Lead Data Engineer (AI Systems)
Can you build the data infrastructure underneath the AI product?
We are working with one of Munich's rising AI stars, who are building agentic AI solutions to change the Pharmaceutical and Life Sciences industry forever!
They aren't building yet another AI chatbot, their platform helps teams make sense of fragmented, messy and business-critical data, turning it into usable intelligence through AI-native workflows, automation and intelligent data infrastructure.
The company is now hiring a Lead Data Engineer, AI Systems to own the data layer that powers the product.
If you have built serious data pipelines before, understand orchestration and data quality deeply, and want to move closer to applied AI, this could be a strong fit.
You will take responsibility for the design, build and scaling of data pipelines that support AI-driven products. Building robust ingestion, transformation and validation pipelines for complex enterprise data.
Designing data infrastructure that can support LLM-powered extraction, automation and analysis.
Working with fragmented, unstructured and semi-structured data from high-value business environments.
Creating systems for data quality, evaluation, reliability and traceability.
Helping define the technical direction of the data function as the company scales.
Supporting and later leading more junior engineers as the team grows.
The strongest fit will be someone with a serious data engineering background who is excited by AI, rather than someone who has only built lightweight LLM applications.
Strong Python engineering experience.
Proven experience building production-grade data pipelines.
Experience with modern data tooling such as dbt, SQL, Postgres, data warehouses or data lakes.
Strong understanding of data modelling, data quality and pipeline reliability.

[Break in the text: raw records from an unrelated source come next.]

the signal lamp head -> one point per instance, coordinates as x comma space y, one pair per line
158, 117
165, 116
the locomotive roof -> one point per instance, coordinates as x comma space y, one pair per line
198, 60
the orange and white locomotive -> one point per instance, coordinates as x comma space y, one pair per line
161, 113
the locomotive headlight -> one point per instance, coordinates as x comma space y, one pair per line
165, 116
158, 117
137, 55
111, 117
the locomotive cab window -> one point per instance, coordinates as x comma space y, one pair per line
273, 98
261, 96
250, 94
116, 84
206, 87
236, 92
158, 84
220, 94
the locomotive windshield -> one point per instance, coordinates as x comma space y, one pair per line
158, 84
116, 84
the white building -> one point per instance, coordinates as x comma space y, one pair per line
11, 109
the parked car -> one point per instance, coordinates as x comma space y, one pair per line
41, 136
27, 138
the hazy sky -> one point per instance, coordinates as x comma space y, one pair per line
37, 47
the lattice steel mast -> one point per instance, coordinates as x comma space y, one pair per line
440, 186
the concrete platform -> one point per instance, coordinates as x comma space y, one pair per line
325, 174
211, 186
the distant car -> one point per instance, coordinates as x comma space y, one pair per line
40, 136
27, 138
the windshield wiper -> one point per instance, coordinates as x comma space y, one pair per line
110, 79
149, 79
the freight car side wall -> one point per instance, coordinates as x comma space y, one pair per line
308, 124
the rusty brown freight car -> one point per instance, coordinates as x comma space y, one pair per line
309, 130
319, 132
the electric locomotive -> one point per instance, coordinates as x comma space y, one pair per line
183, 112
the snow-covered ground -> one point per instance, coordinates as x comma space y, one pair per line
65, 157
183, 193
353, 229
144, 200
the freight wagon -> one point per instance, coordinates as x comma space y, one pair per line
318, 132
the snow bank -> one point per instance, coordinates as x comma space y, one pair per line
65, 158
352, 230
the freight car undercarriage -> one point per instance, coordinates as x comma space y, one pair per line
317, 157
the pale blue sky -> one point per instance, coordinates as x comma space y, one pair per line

Experience working with messy, high-volume or business-critical data.
Interest in AI systems, LLM workflows, RAG, extraction pipelines or intelligent automation.
Experience building data infrastructure for AI, ML or LLM products.
Experience in regulated, sensitive or high-value data environments such as fintech, healthcare, pharma, insurance or B2B SaaS.
Experience mentoring junior engineers or growing a data engineering function.
Previous startup or scale-up experience.
The company is office-first in Munich, with flexibility around exact working hours and hybrid working. They are not offering fully remote work, but they are open to people structuring their week around where they do their best work.